In a research report, JPMorgan (JPM) stated that the capitalization of the cryptocurrency market increased by 19% in March, indicating that growth is still occurring, albeit more slowly than in February. Although the market capitalization growth of altcoins exceeded that of established assets such as Bitcoin and Ethereum, the ecosystem as a whole experienced double-digit growth.
Following the mid-month Dencun upgrade, the DeFi industry also saw growth, driven by an increase in Total Value Locked (TVL) across Ethereum Layer 2 solutions.
March’s trading volumes almost doubled from the previous month, bringing the first quarter of 2024’s performance into line with that of the last quarter of 2023. The average daily volume (ADV) for the whole cryptocurrency market increased by 87% month over month, according to TradingView. Even more significant surge was seen, according to data from CCData, particularly in cryptocurrency volumes as trade is starting to pick back up.
According to the research, “the ecosystem rallied +19% in March, and the total crypto market capitalization remained above the $2.0tr threshold throughout the month and even eclipsed $2.6tr mid-March before settling towards month-end at ~2.5tr.”after Dencun’s mid-month upgrade.
According to TradingView, overall volumes increased more sharply in March. The whole crypto market capitalization saw an increase in average daily volumes of 87% MoM and +133% YoY in March. It seems that trade velocity significantly increased in March as opposed to February’s decline.
Several significant adjustments to the U.S. regulatory landscape in March kept it front and center. The month saw significant court rulings and regulatory measures pertaining to the cryptocurrency sector, despite the continuous absence of clear regulatory guidelines. These activities included lawsuits against Coinbase (NASDAQ:COIN) and other significant participants. According to JPMorgan, the SEC persisted in its “regulation by enforcement” strategy, interacting with new players in the market and changing its dynamics.

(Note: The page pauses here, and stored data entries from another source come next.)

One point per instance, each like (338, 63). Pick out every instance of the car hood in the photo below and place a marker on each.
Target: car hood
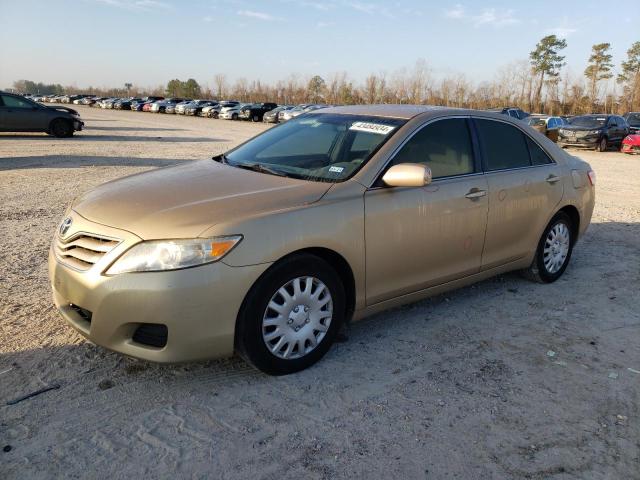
(186, 200)
(578, 128)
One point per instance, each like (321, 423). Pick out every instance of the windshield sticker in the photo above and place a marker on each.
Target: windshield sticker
(378, 128)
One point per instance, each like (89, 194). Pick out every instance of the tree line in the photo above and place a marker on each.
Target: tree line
(538, 84)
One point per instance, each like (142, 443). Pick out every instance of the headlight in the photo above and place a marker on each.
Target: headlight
(155, 256)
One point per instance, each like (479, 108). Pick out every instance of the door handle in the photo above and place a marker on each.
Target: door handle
(475, 193)
(553, 178)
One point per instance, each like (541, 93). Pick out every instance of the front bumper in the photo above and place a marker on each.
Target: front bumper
(198, 306)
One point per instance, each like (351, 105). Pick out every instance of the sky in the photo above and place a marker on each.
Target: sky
(105, 43)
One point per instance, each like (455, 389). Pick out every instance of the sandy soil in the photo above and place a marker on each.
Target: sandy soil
(465, 385)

On March 13, the Dencun Upgrade was successfully deployed to increase the capacity of the Ethereum ecosystem and lower transaction costs. TVL throughout the ecosystem is increasing, and the update has already resulted in a noticeable drop in median transaction fees across a range of Layer 2 solutions. As an illustration, TVL on Base, Coinbase’s Layer 2 chain, increased from $690 million just before to the upgrade to more than $1.2 billion by the beginning of April.
Although Bitcoin reached a new all-time high of nearly $73,000 in the middle of the month, net flows into spot Bitcoin ETFs remained net positive in March but fell to $4.6 billion from February’s $6.1 billion. ETF inflows rose as a result of the initial spike in price of Bitcoin; but, after peaking, the price of Bitcoin started to move sideways, seemingly reversing the trend.
According to JPMorgan, the profitability of bitcoin mining increased by an estimated 33% in March. This was caused by an average monthly gain in Bitcoin prices of 37%, which exceeded the growth in network hashrate. But because of the impending halving, which will lower the block reward from 6.25 to 3.125 Bitcoin, profitability is predicted to drop in April.